If getHeight is more or less the following, it will be O(n), where n is the number of nodes in the tree:

static int getHeight(Tree tree) { if (tree == null) { return 0; } return 1 + max(getHeight(tree.left, tree.right)); } 
  1. Storing the coordinates for all elements in the hash map O(getTreeCoordinates) = O(height * n) right now, but can be improved to O(n).
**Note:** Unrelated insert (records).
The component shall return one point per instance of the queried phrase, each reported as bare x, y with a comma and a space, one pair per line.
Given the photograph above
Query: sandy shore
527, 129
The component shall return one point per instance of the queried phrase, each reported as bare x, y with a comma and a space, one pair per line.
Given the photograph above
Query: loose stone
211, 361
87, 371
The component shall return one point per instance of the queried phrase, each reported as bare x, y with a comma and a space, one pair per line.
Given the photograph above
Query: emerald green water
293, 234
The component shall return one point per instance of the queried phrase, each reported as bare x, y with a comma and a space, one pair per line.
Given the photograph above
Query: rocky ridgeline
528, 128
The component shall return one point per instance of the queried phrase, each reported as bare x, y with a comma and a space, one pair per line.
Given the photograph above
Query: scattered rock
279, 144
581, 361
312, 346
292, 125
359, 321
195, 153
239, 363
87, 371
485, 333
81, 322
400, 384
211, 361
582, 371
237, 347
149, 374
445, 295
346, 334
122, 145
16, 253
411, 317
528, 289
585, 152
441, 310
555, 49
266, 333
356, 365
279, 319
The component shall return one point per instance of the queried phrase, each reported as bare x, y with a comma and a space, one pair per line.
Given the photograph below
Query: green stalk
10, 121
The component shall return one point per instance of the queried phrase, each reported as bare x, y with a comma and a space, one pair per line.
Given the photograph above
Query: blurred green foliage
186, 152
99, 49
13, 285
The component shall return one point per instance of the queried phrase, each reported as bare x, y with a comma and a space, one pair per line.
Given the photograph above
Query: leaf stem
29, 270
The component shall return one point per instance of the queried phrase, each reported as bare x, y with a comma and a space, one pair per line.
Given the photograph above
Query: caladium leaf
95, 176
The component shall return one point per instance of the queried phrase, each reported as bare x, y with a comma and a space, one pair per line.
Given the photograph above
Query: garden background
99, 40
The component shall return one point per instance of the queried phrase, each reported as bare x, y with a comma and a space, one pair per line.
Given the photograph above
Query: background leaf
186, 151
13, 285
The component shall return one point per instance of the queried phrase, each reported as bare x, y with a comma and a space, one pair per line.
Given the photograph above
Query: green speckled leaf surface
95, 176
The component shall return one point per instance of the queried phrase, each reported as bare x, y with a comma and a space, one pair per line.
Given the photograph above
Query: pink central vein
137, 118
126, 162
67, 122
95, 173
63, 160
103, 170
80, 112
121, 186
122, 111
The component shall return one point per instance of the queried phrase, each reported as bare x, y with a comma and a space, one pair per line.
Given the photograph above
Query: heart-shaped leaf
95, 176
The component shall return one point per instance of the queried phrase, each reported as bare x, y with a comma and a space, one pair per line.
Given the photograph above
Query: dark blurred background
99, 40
O(HashMap.putAll) technically depends on implementation, but is almost certainly linear in the number of elements! Instead of using HashMap.putAll, you can pass the HashMap down to the recursive calls, e.g.:

static HashMap<Coordinate, Integer> getTreeCoordinates(Tree tree, int x, int y, int maxWidth){ HashMap<Coordinate, Integer> result = new HashMap<>(); return getTreeCoordinatesImpl(tree, x, y, maxWidth, result); } static void getTreeCoordinatesImpl(Tree tree, int x, int y, int maxWidth, HashMap<Coordinate, Integer> result){ result.put(new Coordinate(x, y), tree.data); if (tree.right != null){ getTreeCoordinatesImpl(tree.right, x+maxWidth/(int)Math.pow(2, y+1) + 1, y+1, maxWidth, result); } if (tree.left != null){ getTreeCoordinatesImpl(tree.left, x-maxWidth/(int)Math.pow(2, y+1) - 1, y+1, maxWidth, result); } } 
  1. Printing the coordinates to the screen is O(height * width). It will be O(n), where n is the number of nodes is the tree, if you iterate over the HashMap instead of over all (x, y) coordinates.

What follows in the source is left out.